生前贈与の方法としてこれはかなりメリットがある方法と言えますが、晩婚化の現在では、適用するのに時間がかかり過ぎるという点でデメリットとも言えるかもしれません。

●相続時精算課税制度を利用する場合

一定の条件を満たした場合、2500万円まで非課税で贈与できる制度で、生前贈与の方法の中では一番大きいメリットがある方法です。

適用条件としては、・65歳以上の親が贈与者であること・20歳以上の子が受贈者であることである場合に特別控除額2500万円となります。

そして相続時精算課税制度を選択した以降の全ての贈与した財産を遺産に含める事になります。
こう書くとわかりづらい感じがしますが、要は通常に贈与した場合は、110万円までしか非課税枠が与えられませんが、この相続時精算課税制度を選択したら、2500万円まで非課税で生前贈与できて、いざ相続の時にその贈与した分も含めて相続税を計算するというものです。

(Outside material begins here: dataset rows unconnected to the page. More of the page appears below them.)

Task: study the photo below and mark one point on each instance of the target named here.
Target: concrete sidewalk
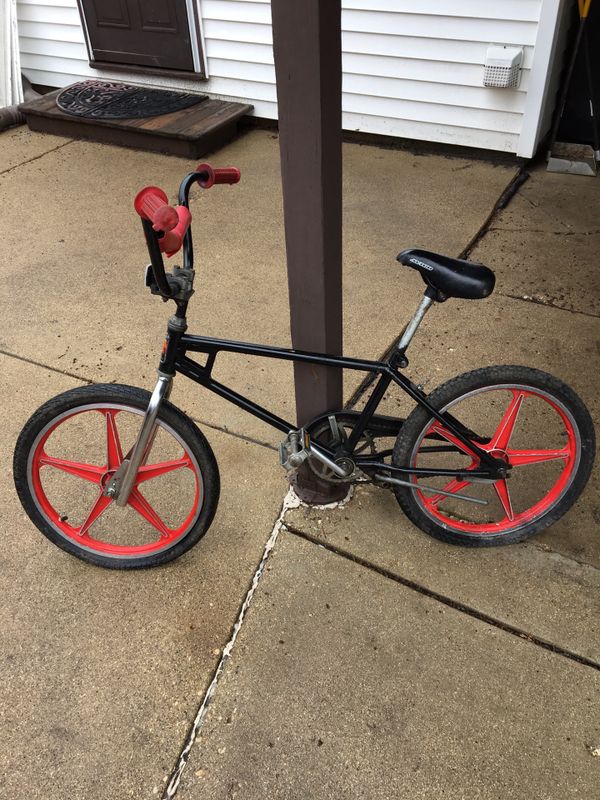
(373, 661)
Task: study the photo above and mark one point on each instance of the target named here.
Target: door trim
(200, 70)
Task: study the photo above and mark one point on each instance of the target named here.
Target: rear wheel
(69, 451)
(531, 420)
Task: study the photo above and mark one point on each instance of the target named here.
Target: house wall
(411, 69)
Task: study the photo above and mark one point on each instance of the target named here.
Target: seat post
(416, 320)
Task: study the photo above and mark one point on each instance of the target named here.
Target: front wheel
(531, 420)
(69, 451)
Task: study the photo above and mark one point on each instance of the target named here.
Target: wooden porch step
(191, 132)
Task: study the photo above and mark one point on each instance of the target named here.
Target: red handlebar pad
(172, 241)
(217, 175)
(152, 203)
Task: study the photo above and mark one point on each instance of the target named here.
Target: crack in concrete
(541, 230)
(449, 602)
(90, 382)
(290, 501)
(35, 158)
(544, 548)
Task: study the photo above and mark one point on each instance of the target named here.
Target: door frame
(200, 72)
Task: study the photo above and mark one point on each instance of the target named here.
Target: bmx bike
(122, 478)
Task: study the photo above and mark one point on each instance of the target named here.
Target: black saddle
(450, 277)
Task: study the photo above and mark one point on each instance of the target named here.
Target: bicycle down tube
(176, 360)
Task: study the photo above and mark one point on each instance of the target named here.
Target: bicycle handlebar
(209, 176)
(166, 227)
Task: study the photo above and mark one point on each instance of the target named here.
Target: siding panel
(411, 69)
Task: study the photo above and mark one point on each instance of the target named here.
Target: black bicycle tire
(138, 399)
(452, 391)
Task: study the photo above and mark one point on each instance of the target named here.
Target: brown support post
(308, 65)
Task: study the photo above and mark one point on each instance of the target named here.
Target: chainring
(322, 434)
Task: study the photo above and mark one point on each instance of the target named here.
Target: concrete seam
(290, 501)
(35, 158)
(449, 602)
(81, 379)
(547, 304)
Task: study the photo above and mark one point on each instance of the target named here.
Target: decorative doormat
(112, 100)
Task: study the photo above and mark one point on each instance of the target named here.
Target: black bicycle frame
(176, 360)
(178, 343)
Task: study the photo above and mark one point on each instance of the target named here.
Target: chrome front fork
(122, 483)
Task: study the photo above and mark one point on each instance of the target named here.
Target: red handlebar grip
(217, 175)
(153, 204)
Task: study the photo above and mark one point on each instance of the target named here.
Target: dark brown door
(150, 33)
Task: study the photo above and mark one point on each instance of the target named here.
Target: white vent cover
(503, 67)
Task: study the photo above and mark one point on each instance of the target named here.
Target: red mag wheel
(70, 450)
(529, 419)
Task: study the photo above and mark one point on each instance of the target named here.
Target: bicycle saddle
(452, 277)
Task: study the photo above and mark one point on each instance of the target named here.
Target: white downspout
(11, 84)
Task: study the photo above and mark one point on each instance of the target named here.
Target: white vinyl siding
(411, 69)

つまりその金額内に収まる財産であれば、通常でしたら110万円以上の財産の贈与というと贈与税がかかるものを、2500万円まで非課税で生前に贈与できるという事です。

●住宅取得資金贈与の特例を利用する場合

子が居住用住宅を取得する際に、父母や祖父母等の直系尊属から住宅資金の贈与を受けた場合、一定の金額は非課税とされます。

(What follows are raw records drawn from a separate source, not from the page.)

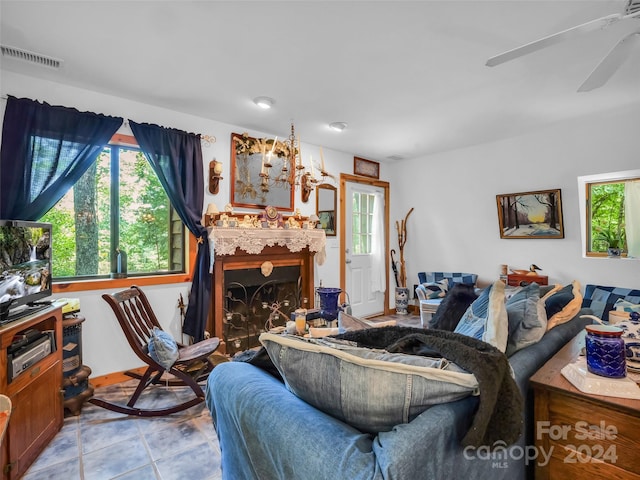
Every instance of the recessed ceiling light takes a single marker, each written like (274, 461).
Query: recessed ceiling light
(264, 102)
(338, 126)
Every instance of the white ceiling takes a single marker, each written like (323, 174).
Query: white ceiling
(409, 77)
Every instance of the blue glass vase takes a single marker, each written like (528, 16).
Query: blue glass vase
(605, 351)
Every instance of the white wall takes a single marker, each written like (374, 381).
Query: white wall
(455, 223)
(104, 347)
(454, 226)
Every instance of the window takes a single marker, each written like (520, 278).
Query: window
(117, 218)
(609, 207)
(362, 218)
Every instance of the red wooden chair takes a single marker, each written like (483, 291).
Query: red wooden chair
(137, 319)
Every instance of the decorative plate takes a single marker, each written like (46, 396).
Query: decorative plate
(271, 213)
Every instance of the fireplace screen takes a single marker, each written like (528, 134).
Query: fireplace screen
(254, 303)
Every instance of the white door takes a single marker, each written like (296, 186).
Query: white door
(365, 253)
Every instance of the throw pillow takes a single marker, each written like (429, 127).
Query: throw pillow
(527, 318)
(486, 318)
(563, 304)
(601, 299)
(163, 348)
(622, 305)
(371, 389)
(452, 307)
(431, 290)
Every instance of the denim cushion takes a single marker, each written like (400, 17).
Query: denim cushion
(486, 318)
(163, 348)
(601, 299)
(372, 390)
(453, 277)
(527, 318)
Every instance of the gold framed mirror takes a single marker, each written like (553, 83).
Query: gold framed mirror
(326, 199)
(261, 174)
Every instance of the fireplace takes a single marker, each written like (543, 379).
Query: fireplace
(257, 272)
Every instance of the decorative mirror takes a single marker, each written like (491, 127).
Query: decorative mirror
(326, 197)
(261, 173)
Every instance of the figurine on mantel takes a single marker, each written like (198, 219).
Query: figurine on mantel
(293, 223)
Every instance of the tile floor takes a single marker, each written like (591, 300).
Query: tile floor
(99, 444)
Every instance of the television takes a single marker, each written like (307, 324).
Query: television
(25, 268)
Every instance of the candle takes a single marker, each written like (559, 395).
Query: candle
(322, 160)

細かい条件等は後ほど記載しますが、※省エネ性能・耐震性能の高い住宅だと非課税枠が拡大される等の特徴があり、上記の相続時精算課税制度との併用が可能なので、平成25年度中でしたら、最大で3700万円まで非課税で資金の贈与を受ける事が出来るので、かなりゆとりのある、高性能な住宅取得が可能となります。

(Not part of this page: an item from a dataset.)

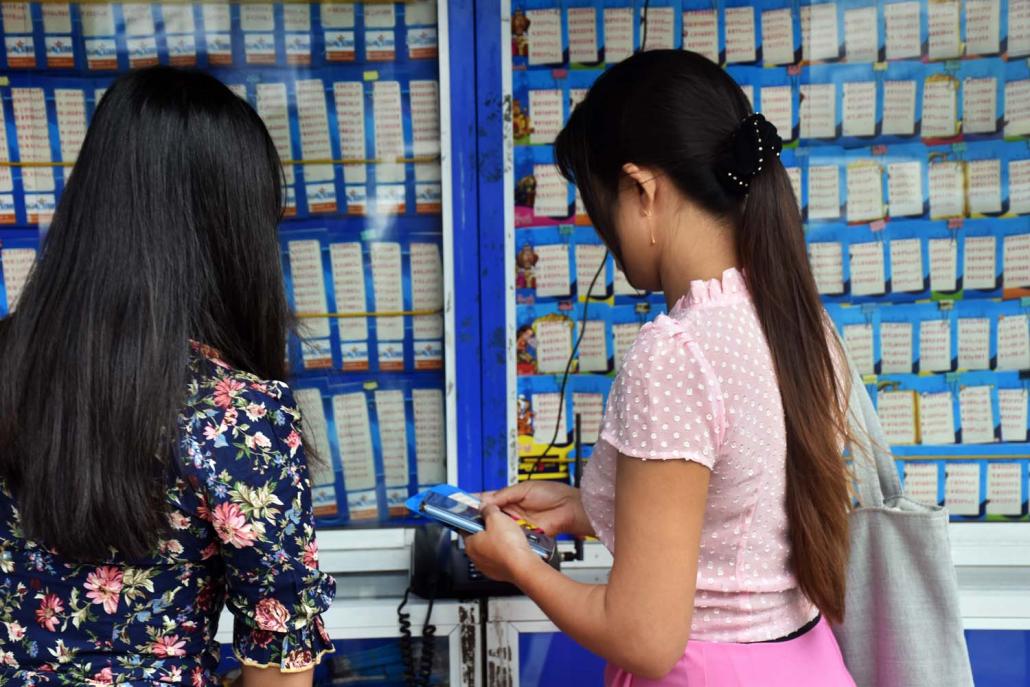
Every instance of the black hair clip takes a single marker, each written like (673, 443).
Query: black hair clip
(751, 144)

以上4種類の方法が生前贈与の主だった方法です。これらを利用して住宅取得を考えておられる方は、何れも詳細については後ほど記載しますが、一長一短がありますので、まずは自分の財産の評価額を正確に知った上でどの方法を採るか検討して下さい。

不動産には、贈与税や相続税だけではなく、取得したら不動産取得税が、名義を変更したら登録免許税が課税されるので良く考える必要があります。
尚、資産が相当多い人、土地をかなり多く持っている方に関しては、アパートを建てて相続財産を減らし、それを生前贈与するという方法もあります。